"Waiting time problem" and imaginary hurdles for evolution
ID-creationists Ola Hössjer, Günter Bechly, and Ann Gauger have managed to get a paper published (Hössjer et al. 2021) in the Journal of Theoretical Biology, in which they argue that a complex adaptation would take a very long time to evolve given certain imaginary conditions.
They never give any evidence that any known complex adaptation had to evolve through their imaginary scenario, so the relevance of their paper to real biology is only that, imaginary.
While the paper does sort of casually mention by name a number of complex adaptations that evolved in a (geologically speaking) short amount of time, Hössjer et al. never give any evidence that any of these adaptations actually evolved or had to evolve through their imaginary scenario.
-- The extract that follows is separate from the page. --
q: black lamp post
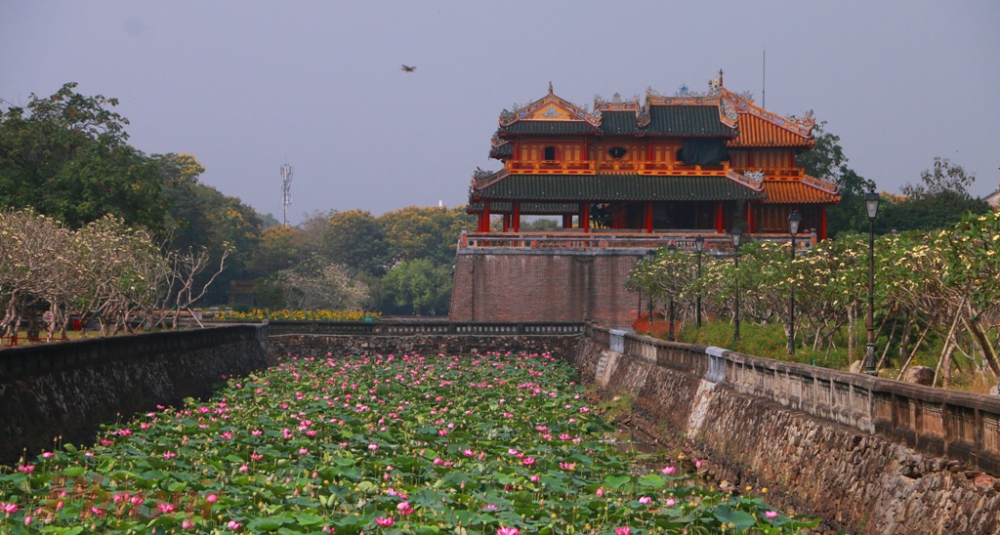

Only this short section of the paper is what appears to try to connect their hypothetical scenario to the real world:
For more complex adaptations of a species, it is necessary that several genes are modified in a coordinated manner, either through mutations in the coding sequence, or through changed expression of these m genes. For instance, the fossil record is often interpreted as having long periods of stasis (Voje et al., 2018), interrupted by more abrupt changes and “explosive” origins (Bechly and Meyer, 2017). These changes include, for instance, the evolution of life (Bell et al., 2015), photosynthesis (Hecht, 2013), multicellularity and the “Avalon Explosion” (Shen et al., 2008), animal body plans and the “Cambrian Explosion” (Erwin and Valentine, 2013), complex eyes (Paterson et al., 2011), vertebrate jaws and teeth (Fraser et al., 2010), terrestrialization (e.g., in vascular plants, arthropods, and tetrapods) (Bateman et al., 1998), insect metamorphosis (Labandeira, 2011), animal flight and feathers (Wu et al., 2018, Yang et al., 2019), reproductive systems, including angiosperm flowers, amniote eggs, and the mammalian placenta (Chuong, 2013, Doyle, 2012, Roberts et al., 2016, Sauquet, 2017, Specht and Bartlett, 2009), echolocation in whales (Churchill et al., 2016, Park et al., 2016) and bats (Simmons et al., 2008), and even cognitive skills of modern man (Neubauer et al., 2018). Based on radiometric dating of the available windows of time in the fossil record, these genetic changes are believed to have happened very quickly on a macroevolutionary timescale. In order to evaluate the chances for a neo-Darwinian process to bring about such major phenotypic changes, it is important to give rough but reasonable estimates of the time it would take for a population to evolve so that the required multiple genetic changes occur.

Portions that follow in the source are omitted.